Researchers of a study focused on identifying novel therapeutic targets for Alzheimer’s disease (AD) using Mendelian randomization (MR), a method helpful in repurposing licensed drugs and discovering new therapeutic targets. The researchers integrated druggable genes with blood and brain expression quantitative trait loci (eQTLs) to estimate their causal effects on AD. They validated identified genes through repeat studies with different eQTL data sources and explored potential mechanisms by evaluating the causal relationship between established AD markers.
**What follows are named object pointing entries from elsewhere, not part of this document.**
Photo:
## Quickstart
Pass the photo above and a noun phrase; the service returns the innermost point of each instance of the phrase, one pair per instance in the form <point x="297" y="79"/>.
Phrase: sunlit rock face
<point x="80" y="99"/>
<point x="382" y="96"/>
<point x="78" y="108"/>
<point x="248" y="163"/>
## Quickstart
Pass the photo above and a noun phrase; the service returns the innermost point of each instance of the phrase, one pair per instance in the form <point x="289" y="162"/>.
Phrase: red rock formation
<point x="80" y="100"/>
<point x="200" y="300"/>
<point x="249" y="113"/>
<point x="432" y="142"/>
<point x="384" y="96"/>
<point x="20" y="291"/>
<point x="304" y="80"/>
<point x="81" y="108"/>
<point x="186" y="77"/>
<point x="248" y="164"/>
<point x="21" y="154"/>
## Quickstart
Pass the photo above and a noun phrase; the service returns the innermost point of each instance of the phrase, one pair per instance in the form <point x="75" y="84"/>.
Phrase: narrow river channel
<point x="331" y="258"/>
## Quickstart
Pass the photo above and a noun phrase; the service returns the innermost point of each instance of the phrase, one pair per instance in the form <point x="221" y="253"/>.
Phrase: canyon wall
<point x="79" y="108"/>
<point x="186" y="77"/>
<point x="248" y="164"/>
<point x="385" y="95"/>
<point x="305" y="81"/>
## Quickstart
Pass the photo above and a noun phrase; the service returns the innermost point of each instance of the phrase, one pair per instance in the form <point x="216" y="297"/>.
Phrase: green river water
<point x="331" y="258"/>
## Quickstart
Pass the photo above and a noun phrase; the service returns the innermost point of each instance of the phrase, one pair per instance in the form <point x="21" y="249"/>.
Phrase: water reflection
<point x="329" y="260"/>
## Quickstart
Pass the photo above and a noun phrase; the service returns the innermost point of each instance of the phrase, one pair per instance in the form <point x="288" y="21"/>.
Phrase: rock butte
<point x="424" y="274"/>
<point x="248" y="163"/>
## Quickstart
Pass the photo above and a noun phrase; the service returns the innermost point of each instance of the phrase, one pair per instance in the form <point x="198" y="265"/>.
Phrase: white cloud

Out of 5883 unique druggable genes, 33 were identified as potential targets for AD in at least one dataset, and 5 of these were validated in different datasets. Three genes—epoxide hydrolase 2 (EPHX2), SERPINB1, and SIGLEC11—showed significant potential in both blood and brain tissues. EPHX2 was noted to possibly influence the pathogenesis of AD by affecting the hippocampal volume. Consequently, the study underscores the genetic evidence supporting the therapeutic potential of these genes, aiding in prioritizing future drug development for AD.
Reference: Su WM, Gu XJ, Dou M, et al. Systematic druggable genome-wide Mendelian randomisation identifies therapeutic targets for Alzheimer’s disease. J Neurol Neurosurg Psychiatry. 2023;94(11):954-961. doi: 10.1136/jnnp-2023-331142.